PMP Mail Archive: Re: PMP> what happens if we use UTF-8 in place of ASCII

Re: PMP> what happens if we use UTF-8 in place of ASCII

David_Kellerman@nls.com
Fri, 25 Jul 1997 13:57:06 PST

> David, thanks for changing the name and focus of this topic. I have a
> question... does using UTF-8 put any greater burden on the agent in terms
> of size of character set and storage required? I've been trying to catch up
> with all those URGENT mail messages, I've pulled RFC 2044 and I think I
> know what UTF-8 is and why it exists... but I'm not sure what the consensus
> is regarding how much of Unicode or ISO 10646 is required behind the UTF-8.

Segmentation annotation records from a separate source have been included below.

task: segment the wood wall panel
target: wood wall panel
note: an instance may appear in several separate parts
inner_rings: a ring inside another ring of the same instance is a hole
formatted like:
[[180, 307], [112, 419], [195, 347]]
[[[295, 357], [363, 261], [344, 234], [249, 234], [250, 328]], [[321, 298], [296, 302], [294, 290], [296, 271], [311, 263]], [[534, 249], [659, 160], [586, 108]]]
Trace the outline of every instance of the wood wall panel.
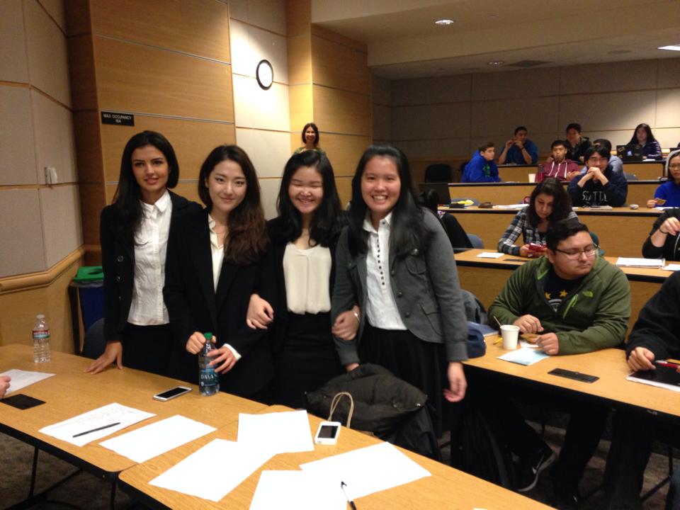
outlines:
[[103, 110], [234, 120], [231, 66], [95, 37]]
[[93, 32], [231, 62], [229, 9], [215, 0], [91, 0]]
[[313, 94], [314, 122], [319, 130], [368, 137], [371, 135], [370, 96], [317, 85], [314, 86]]
[[366, 52], [312, 35], [312, 62], [314, 84], [366, 96], [370, 94]]
[[233, 124], [145, 115], [135, 115], [134, 126], [102, 124], [105, 181], [118, 180], [125, 144], [133, 135], [146, 130], [162, 133], [172, 144], [181, 179], [196, 178], [203, 160], [217, 145], [236, 143]]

Well code-wise, all of Unicode is behind UTF-8. But I think your
question really divides in two:

1. What's the impact if the agent is just passing UTF-8 strings back
and forth with the management application? I think here the effect
on storage requirements is "not much." ASCII codes remain the same.
There are other encodings that represent particular alphabets more
compactly, the difference for Latin texts looks relatively modest,
but there is a greater difference for some of the Asian character
sets. This is why you saw some sentiment toward increasing maximum
sizes on some objects in the latest flurry of e-mail. (I'm sure
there are code set experts who can give you real numbers.)

2. What's the impact if the agent displays these strings somewhere?
The cheap answer is "not my problem man" -- the MIB doesn't require
the agent to display any of the strings in question. Clearly, most
agents aren't going to be able to display all of a "universal"
character set like ISO 10646, so I think as a practical matter you
accept that the encoding is an interchange format, and the selection
of displayable characters is a separate implementation decision.

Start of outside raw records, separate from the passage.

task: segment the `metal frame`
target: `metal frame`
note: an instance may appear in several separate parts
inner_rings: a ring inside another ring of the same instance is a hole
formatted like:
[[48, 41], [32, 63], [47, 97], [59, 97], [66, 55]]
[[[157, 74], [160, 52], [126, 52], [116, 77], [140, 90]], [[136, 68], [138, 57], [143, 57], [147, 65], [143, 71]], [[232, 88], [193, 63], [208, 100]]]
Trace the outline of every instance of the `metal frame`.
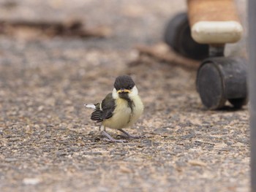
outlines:
[[250, 100], [251, 190], [256, 191], [256, 1], [248, 1], [249, 90]]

If the agent does intend to display the characters, the main impact
is translation (tables or code). And it's going to be proportional
to the size of your set of displayable characters. (If you display
only ASCII, translation's real cheap!) You get into some of the
Asian character sets and (as Tom has pointed out) the translation
tables get big; but put this in perspective, your glyph storage is
enormous, too.

In all of this, it looks to me as though the localization issues are a
bigger problem for the management application.